By way of Techcrunch, a great article on how advertising models are failing on the web and that the internet is actually killing advertising (his words, not mine). The author, Eric Clemmons, is a prof at Wharton and the article is a must-read for those in film - especially now as many folks are touting advertising as the savior of film online. I've never believed this - if advertising works for niche content online it would have worked for it on tv. I also find that in my personal experience online, I completely ignore ads (of course, I do this in print as well) - and they are very easy to ignore - Whenever I watch internet video that has ads, I simply watch something in another tab until the forced advertisement is over. I also think it's been made abundantly clear by TiVo that people will pay a premium to avoid advertising, but Clemmons argument is more sound than any I've made. My favorite quote from the article:
"My basic premise is that the internet is not replacing advertising but shattering it, and all the king’s horses, all the king’s men, and all the creative talent of Madison Avenue cannot put it together again."

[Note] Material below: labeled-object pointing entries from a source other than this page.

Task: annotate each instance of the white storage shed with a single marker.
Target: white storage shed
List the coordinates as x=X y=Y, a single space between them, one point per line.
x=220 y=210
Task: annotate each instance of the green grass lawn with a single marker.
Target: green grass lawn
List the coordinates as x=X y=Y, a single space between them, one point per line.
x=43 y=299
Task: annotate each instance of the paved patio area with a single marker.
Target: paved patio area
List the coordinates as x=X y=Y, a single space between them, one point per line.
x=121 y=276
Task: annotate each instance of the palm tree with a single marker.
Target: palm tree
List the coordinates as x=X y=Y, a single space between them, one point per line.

So if advertising is being shattered, how are people going to make money online? Clemmons thinks from three things: selling real things, selling virtual things and selling access. He explains this further in the article, but what he ends up supporting as possible business models are:
"Selling Virtual Things: People will pay for superior, timely, original content and for superior online experiences.
Selling Access - providing the customer enough info to make the informed choice they want to make"

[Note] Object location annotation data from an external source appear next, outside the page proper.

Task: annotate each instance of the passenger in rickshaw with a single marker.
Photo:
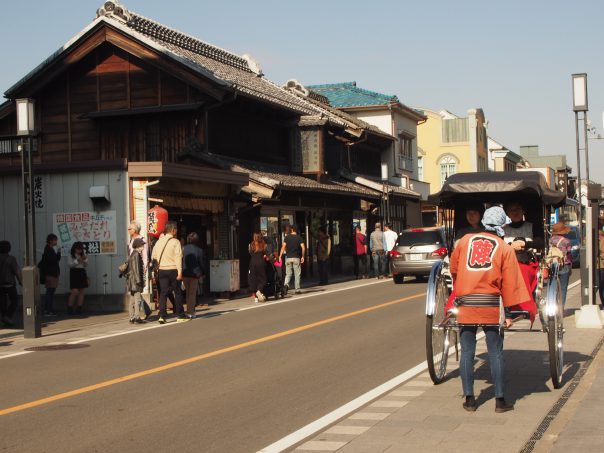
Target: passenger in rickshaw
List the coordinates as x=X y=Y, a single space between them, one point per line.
x=520 y=234
x=484 y=270
x=474 y=214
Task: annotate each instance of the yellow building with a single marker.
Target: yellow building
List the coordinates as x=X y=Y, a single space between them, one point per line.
x=448 y=144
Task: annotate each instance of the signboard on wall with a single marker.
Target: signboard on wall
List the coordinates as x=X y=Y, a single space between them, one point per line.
x=96 y=230
x=310 y=146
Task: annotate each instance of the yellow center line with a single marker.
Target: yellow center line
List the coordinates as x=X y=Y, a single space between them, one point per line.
x=179 y=363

I agree completely. These aren't that far from the "generatives" described by Kevin Kelly which I described in an earlier post. I'm pretty sure advertising isn't dead yet - people will keep trying it for awhile, and a few will even make money with it - but only in aggregate as a large company, not for any individual film. I think the film business would do well to consider the implications of the possibility that Clemmons is right though - because we definitely need good business models and don't have time to waste on trying to reuse old ones that may ultimately fail.